A proposito degli esordi, nel breve studio del 2002 Elvezio Petix: un poeta che non muore, Salvatore Di Marco afferma: “La sua produzione letteraria risale addirittura agli anni Trenta. Ci sono giornali e riviste dell’epoca dove si leggono i primi componimenti in dialetto del poeta di Casteldaccia. Io lo conobbi nel lontano 1957 quando, sul paginone del periodico La Voce della Sicilia dedicato alla nuova poesia siciliana in dialetto, ci ritrovammo con le nostre liriche un gruppo di poeti come Gianni Varvaro, Paolo Messina, Miano Conti, Pietro Tamburello, Ignazio Buttitta e altri, tra cui figuravo anch’io giovanissimo e poeta alle prime uscite.”

E Romualdo Romano, nella memoria appena ricordata, testualmente rileva: “Caro Elvezio, da più di trent’anni attendevo un tuo Pianoforte. La musica dei tuoi versi è quella stessa che ascoltai trent’anni fa”.

Eravamo nel 1961 ed è facile quindi tirare le somme. Troviamo conferma a quanto riportato sulle pagine del … po tu cuntu …, il volume del 1994 che raccoglie le opere del Nostro: “Già a 12 anni cominciai a scrivere. Fu per caso che un giorno mia madre, rovistando nei miei cassetti, trovò la mia prima poesia, Po tu cuntu, e la fece pubblicare su un giornale letterario”.

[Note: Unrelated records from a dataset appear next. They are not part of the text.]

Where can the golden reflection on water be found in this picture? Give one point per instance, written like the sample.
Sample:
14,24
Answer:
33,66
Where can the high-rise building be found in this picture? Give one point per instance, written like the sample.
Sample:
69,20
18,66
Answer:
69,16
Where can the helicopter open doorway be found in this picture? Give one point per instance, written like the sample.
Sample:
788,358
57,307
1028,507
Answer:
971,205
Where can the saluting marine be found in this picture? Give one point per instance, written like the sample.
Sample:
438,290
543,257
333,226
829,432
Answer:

Questi ragguagli, unitamente ai passi riferiti alla sua partecipazione al “Rinnovamento”, fanno emergere il profilo di Elvezio Petix poeta in dialetto, danno la misura della sua adesione alla vita letteraria e culturale dell’Isola, delineano il contesto (i compagni di percorso e il percorso stesso) all’interno del quale sono maturate le sue cose dialettali migliori.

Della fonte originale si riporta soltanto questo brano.